- Associated Press - Tuesday, May 13, 2014

May 11, 2014

The (Alton) Telegraph

Meanwhile, in Springfield

The next few weeks will tell us a lot about whose interests are being served in Springfield.

Mere days remain in the spring legislative session, but one of the biggest issues facing lawmakers remains - whether Illinois taxpayers will be saddled with a sinful 67 percent increase in state income tax.

The increase was greased through in 2011 with the help of lame-duck legislators and a governor who doesn’t seem to think people will remember when he says one thing - promising to veto any call for a tax increase of more than 33 percent - and does another - championing a wallet-draining 67 percent rise.

The money, it was promised, was going to help back down a mountain of overdue bills that contributed to Illinois having one of the worst credit reputations in the nation.

That didn’t happen. Little if any of the money went for the intended use and as a result the state remains almost as in debt as years ago.

By the time the tax was supposed to be nearing its end, savvy voters had already clued in to the need for quotes around Quinn’s use of the word “temporary.”

Two proposals for changing the tax structure in the state failed to advance because of a lack of support. One, pushed by House Speaker Michael Madigan, would have created a “millionaire tax” in which those making a million dollars or more in a year would have additional taxes. The other would have switched to a “progressive” tax - another attempt to convince taxpayers they would be paying less that came unraveled because someone did the math. The promise most people would end up paying less in taxes under the plan turned out to be not so true.

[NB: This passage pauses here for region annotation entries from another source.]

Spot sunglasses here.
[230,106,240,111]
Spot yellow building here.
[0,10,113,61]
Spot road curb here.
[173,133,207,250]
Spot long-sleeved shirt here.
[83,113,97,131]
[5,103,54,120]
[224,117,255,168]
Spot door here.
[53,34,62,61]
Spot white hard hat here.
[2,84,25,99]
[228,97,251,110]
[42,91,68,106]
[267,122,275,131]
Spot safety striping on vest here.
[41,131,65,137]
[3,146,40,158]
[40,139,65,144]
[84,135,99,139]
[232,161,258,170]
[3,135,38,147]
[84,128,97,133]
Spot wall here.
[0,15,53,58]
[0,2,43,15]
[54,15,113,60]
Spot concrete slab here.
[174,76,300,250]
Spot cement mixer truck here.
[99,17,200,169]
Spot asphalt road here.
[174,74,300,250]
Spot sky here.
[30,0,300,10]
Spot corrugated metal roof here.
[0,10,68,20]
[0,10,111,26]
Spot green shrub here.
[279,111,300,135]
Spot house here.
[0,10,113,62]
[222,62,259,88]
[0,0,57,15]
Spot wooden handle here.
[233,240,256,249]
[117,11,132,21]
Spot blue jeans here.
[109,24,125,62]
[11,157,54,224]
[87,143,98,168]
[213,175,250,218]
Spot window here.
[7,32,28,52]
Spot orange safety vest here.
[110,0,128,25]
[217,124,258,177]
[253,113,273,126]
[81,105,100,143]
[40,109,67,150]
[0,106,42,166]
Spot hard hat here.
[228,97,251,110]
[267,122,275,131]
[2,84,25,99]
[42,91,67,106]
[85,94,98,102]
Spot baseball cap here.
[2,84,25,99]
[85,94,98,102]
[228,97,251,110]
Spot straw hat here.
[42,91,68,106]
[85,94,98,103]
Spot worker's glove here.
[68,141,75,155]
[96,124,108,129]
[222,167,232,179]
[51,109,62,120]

Now it’s down to extended the “temporary” tax, and Quinn and Madigan are all in favor of the idea.

Can they get the votes?

Not if lawmakers do what’s best for taxpayers, who on average lose about a week’s pay because of the increase. Many legislators also recognize the political tightrope they would be walking to vote for this in an election year.

There’s some talk around the Capitol that a one-year extension could be floated, which would keep Democratic leadership from having to present a scorched earth budget but be a little more palatable to voters.

We’d rather see a plan that honors the promises made to taxpayers from the beginning.